« Le problème, c’est le problème »

Dans cet aphorisme en forme d’évidence du sociologue Michel Crozier, il faut surtout lire : n’appliquez pas des solutions toutes faites à des problèmes que vous n’avez pas suffisamment explorés. Il y a surtout, en toile de fond, la sacro-sainte croyance que tout problème peut être identifié par un diagnostic et qu’à chaque diagnostic correspond un remède. Et si c’était une illusion ?

canstockphoto47900724
© Can Stock Photo / alphaspirit

Le fait est que le premier réflexe qui vient face à un problème, c’est de s’en débarrasser. La première façon de réagir, c’est le déni. « Ça va aller, ce n’est rien… » Voyez ce qui s’est passé avec le COVID. Je ne parle pas uniquement du gouvernement — ceci n’est pas un billet polémique sur le sujet —, mais de nous tous. N’avions-nous en effet pas envie de croire que, non, le virus ne viendrait pas jusqu’à nous, non, il ne nous affecterait pas, oui, nous saurions réagir ?

Évidemment, face à un vrai problème, cette attitude est tout sauf efficace, voire elle peut être contre-productive. Accordons-lui de nous éviter de perdre du temps sur tout un tas de faux problèmes.

La deuxième façon de réagir est d’appliquer une solution connue. Hop ! Un petit doliprane et ça va passer, puisque, d’habitude, je soigne mes « gripettes » de cette façon.

Nous retrouvons là les modes de fonctionnement évoqués par Daniel Kahneman dans son ouvrage « Système 1 / Système 2 : les deux vitesses de la pensée ». Le système 1, c’est le réflexe, le mode le plus économique pour le cerveau, tout ce qu’on fait de façon automatique. Par exemple, ignorer le problème, le traiter « comme d’habitude ». Le système 2, c’est le mode logique et réfléchi, plus lent par conséquent, qu’il faut bien nous résoudre à utiliser face à un problème persistant et contre lequel les solutions éprouvées sont sans effet, voire produisent des résultats à l’inverse de ceux attendus.
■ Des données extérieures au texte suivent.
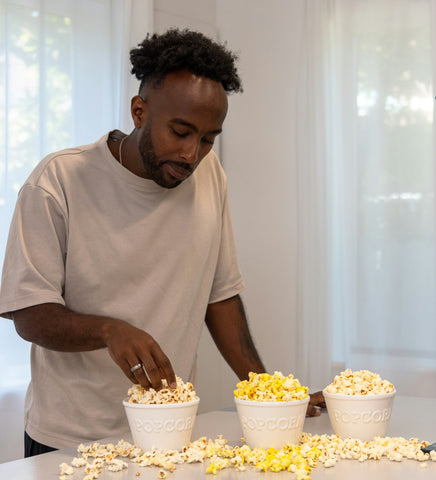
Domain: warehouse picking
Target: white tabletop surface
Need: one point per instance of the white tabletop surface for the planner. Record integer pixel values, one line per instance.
(411, 417)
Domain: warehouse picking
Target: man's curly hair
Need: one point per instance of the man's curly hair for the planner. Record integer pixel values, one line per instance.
(158, 55)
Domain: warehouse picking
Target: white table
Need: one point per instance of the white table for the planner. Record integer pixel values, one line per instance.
(411, 417)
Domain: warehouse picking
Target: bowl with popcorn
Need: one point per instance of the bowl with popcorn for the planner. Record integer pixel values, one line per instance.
(359, 404)
(271, 409)
(161, 419)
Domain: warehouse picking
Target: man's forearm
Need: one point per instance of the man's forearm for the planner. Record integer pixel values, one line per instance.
(53, 326)
(228, 326)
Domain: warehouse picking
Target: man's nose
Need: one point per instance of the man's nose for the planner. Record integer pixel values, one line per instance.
(190, 151)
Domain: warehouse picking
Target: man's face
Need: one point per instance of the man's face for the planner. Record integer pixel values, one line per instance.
(182, 118)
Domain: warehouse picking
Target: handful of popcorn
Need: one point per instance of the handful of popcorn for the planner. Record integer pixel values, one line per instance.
(362, 382)
(263, 387)
(184, 392)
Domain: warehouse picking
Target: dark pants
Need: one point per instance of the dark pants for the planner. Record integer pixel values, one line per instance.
(32, 447)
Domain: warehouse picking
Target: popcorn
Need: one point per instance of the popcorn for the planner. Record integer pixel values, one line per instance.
(362, 382)
(262, 387)
(184, 392)
(300, 459)
(66, 469)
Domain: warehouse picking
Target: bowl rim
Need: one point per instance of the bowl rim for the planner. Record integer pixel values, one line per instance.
(257, 403)
(191, 403)
(369, 397)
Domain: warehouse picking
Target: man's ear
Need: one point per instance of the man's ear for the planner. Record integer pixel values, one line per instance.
(139, 111)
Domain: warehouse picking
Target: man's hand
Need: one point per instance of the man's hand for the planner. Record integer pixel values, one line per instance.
(129, 346)
(54, 327)
(316, 402)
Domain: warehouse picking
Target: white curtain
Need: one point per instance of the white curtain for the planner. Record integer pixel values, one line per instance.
(367, 191)
(64, 81)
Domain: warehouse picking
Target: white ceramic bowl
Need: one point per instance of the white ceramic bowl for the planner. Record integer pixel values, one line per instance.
(271, 424)
(359, 416)
(165, 427)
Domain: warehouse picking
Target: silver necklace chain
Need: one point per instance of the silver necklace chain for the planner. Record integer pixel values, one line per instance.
(119, 150)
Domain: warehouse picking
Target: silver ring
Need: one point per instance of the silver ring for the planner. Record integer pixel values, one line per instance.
(136, 367)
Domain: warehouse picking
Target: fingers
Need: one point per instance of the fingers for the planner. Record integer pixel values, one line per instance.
(153, 367)
(317, 399)
(316, 402)
(140, 357)
(313, 411)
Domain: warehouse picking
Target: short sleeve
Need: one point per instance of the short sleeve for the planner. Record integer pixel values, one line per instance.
(228, 279)
(34, 265)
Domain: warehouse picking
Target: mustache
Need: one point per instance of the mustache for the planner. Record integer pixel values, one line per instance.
(187, 167)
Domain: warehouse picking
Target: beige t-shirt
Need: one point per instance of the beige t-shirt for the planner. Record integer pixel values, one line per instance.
(89, 234)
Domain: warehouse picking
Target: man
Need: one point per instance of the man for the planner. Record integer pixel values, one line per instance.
(118, 251)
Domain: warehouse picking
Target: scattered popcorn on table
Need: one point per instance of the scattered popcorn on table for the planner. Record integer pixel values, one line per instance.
(262, 387)
(362, 382)
(184, 392)
(300, 460)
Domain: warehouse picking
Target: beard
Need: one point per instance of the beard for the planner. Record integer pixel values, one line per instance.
(153, 166)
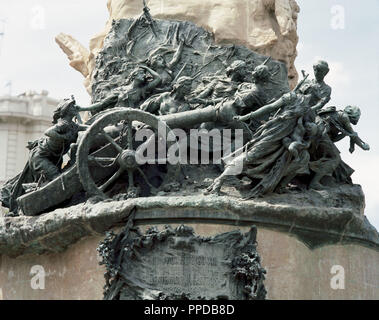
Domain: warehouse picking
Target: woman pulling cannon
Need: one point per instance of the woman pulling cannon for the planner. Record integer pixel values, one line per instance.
(278, 150)
(46, 154)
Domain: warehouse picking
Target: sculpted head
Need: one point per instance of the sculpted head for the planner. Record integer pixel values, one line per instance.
(183, 85)
(237, 70)
(354, 114)
(261, 73)
(157, 61)
(66, 107)
(321, 69)
(138, 74)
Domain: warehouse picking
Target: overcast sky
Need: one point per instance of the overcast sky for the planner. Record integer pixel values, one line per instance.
(343, 32)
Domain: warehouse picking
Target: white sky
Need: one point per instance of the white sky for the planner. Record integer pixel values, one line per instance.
(30, 59)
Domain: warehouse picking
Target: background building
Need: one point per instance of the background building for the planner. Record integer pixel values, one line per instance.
(23, 118)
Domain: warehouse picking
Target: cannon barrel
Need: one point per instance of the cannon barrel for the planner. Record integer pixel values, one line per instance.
(188, 119)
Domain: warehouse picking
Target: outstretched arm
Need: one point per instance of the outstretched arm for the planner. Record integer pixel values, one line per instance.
(57, 131)
(323, 101)
(100, 105)
(269, 108)
(156, 81)
(177, 55)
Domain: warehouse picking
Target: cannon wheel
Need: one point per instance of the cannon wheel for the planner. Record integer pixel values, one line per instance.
(126, 158)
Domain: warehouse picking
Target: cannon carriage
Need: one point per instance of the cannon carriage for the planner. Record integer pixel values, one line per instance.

Mais c’est là que les choses se corsent : car la démarche ordinaire est de faire un diagnostic, puis de prescrire le remède. Mais c’est encore une façon de faire selon le système 1 (peut-être le système 1,5), car cela repose toujours sur des raccourcis. Penser qu’un diagnostic est possible, c’est penser qu’il existe une causalité simple qui explique le problème. Si ce dernier est un tant soit peu complexe, c’est une illusion.

Causes entrelacées

Laissez-moi donner un autre exemple : les projets informatiques rencontrent souvent du retard. Après avoir refusé de le constater (déni), puis pensé que les équipes allaient rattraper le retard en leur passant un bon savon (solution toute faite), nous faisons un diagnostic et nous constatons que c’est telle partie du projet qui fait goulet d’étranglement. Facile, nous disons-nous, ajoutons des ressources. Mais, comme la dit joliment Frederick Brooks dans « Le mythe du mois-homme », « ajouter des gens sur des projets en retard ne fait qu’ajouter du retard » (Êtes-vous d’accord avec cela ? Brooks dit que neuf femmes ne font pas un enfant en un mois).

La vérité est que le retard d’un projet informatique est fait de multiples causes entrelacées : incompréhension du besoin, négligence du client qui pense que son travail est fini une fois le besoin exprimé, tendance de chacun à faire ce qu’il a envie de faire (l’effet geek, quand la technique prime sur le résultat), etc.  Sans compter les situations où le problème lui-même (ainsi qu’illustré dans cette histoire), s’aggrave lui-même.

Tirer sur une des ficelles ne fait que resserrer le nœud de la pelote.

Que faire alors ? La même chose que lorsqu’on essaye de démêler une pelote. Étaler les fils sur un espace dégagé, mettre de l’espace et de l’air, ne pas se précipiter, démêler doucement nœud après nœud sans jamais forcer et être attentif à comment progresse la situation d’un point de vue global.

Ceci suppose de renoncer à résoudre très rapidement le problème. Soyez sûrs néanmoins que le meilleur moyen d’aller vite, c’est d’aller lentement et de se souvenir que le problème, c’est le problème.